Israel, expressing scant faith in the talks, is meanwhile making military threats. Its rightwing prime minister, Naftali Bennett, claimed last week that the Tehran regime was “at the most advanced stage of its nuclear programme”.

Bennett’s remarks appeared aimed at Biden as much as at Iran. “In any event, even if there is a return to the [2015] deal, Israel is of course not a party to the deal and is not obligated by the deal,” he said. In other words, Israel may defy the US and go it alone. “It is possible there will be disputes with the best of our friends,” Bennett added.

While denying intent to build a bomb, Iranians point out Israel already has a formidable, undeclared nuclear arsenal of its own, which is not subject to UN inspections. This piece of hypocrisy is too often forgotten in the west.

Conveniently ignored, too, is the fact the US is spending $1.5tn on modernising its nuclear weapons. Other parties to the Iran deal – the UK, France, Russia and China – are also upgrading or expanding nukes. This hardly sets a good non-proliferation example.

In Biden’s White House, early optimism that Iran could be peacefully persuaded to halt its reportedly accelerating advance towards nuclear weapons capabilities has been replaced by gloom about the Vienna outcome.

“There are a cascading set of consequences for all of this coming undone,” a former senior official told NBC News. “I just don’t see how this comes to a happy conclusion.”

In an apparent bid to placate Israel and pressure Iran, the White House has let it be known it will consider alternatives, including military action, should Vienna fail.

A so-called Plan B reportedly includes options for additional sanctions, including on Iran’s lucrative oil sales to China; covert operations; and air and missile strikes, jointly or in support of Israeli forces.

The White House has let it be known it will consider alternatives, including military action, should Vienna fail

Yet in an unusual check to Israeli security officials, Biden’s advisers are simultaneously briefing that Israel’s assassinations of Iranian nuclear scientists and sabotage of nuclear facilities are counter-productive. Instead of deterring the regime, such attacks, never officially admitted, are said to have had the opposite effect, just as Trump’s “maximum pressure” campaign only increased Tehran’s defiance.

The US is also privately warning that the relocation of nuclear facilities underground and improved Iranian ground-to-air and cyber defences mean military strikes may prove ineffective.

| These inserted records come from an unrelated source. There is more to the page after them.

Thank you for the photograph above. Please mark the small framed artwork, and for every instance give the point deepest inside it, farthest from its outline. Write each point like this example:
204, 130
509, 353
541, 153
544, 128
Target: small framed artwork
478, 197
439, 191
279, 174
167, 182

All of which strongly points to Biden adopting another, less confrontational Plan B option: an interim deal that would slow Iran’s nuclear activities and allow more extensive UN inspections, in return for limited sanctions relief.

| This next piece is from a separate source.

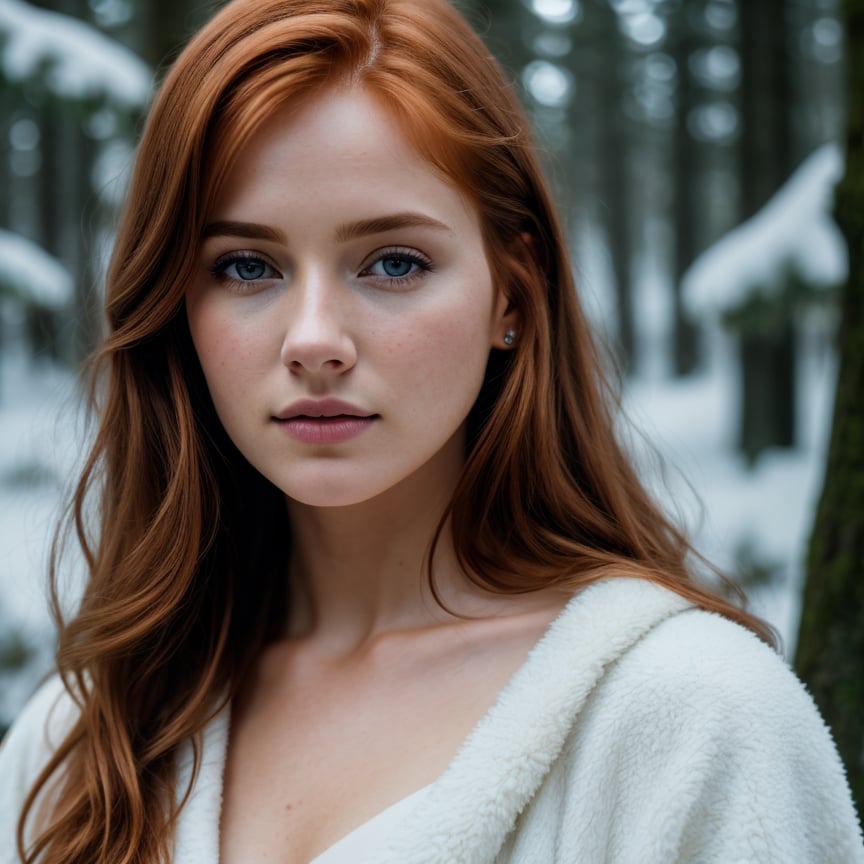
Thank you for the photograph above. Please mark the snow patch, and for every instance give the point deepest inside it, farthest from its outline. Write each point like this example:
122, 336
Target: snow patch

Even a temporary pact would be a relief for worried European governments and Arab allies, including Saudi Arabia, that have been tentatively rebuilding bridges to Tehran.

For Biden, a stop-gap deal, however unsatisfactory, could defuse, for now, a regional crisis that might otherwise suck in the US, roil his domestic and foreign agendas, and further inflate global energy prices.

Viennese fudge is perhaps the best the west can hope for. Rabid hardliners in Tehran who believe Iran can weather continuing sanctions, and argue a new agreement is not necessary, will resist a compromise. Their dangerous stupidity is a match for Trump’s.

But much the same holds true for Israeli hawks who believe conflict with Iran is both inevitable and necessary for the country’s future security. In truth, this conflict, dubbed the “shadow war”, is already being fought with rising intensity.

Israel has conducted hundreds of unacknowledged air strikes on Iranian or Iran-linked targets, mostly but not solely in Syria, in recent years. Another attack near Homs reportedly killed two civilians last week.

Iran runs its own arm’s-length operations in the Gulf and elsewhere, using proxies such as Iraqi Shia militias. US officials effectively blamed Israel for provoking an armed drone strike on an American base in southern Syria last month that they said was Iran’s retaliation for Israeli strikes.

This sparring could quickly escalate into something far worse. As diplomacy nears the final whistle, restraining Israel may be as big a challenge for Biden as containing Iran. Yet if the World Cup qualifiers are any guide, Israel should tread carefully. It was knocked out this month.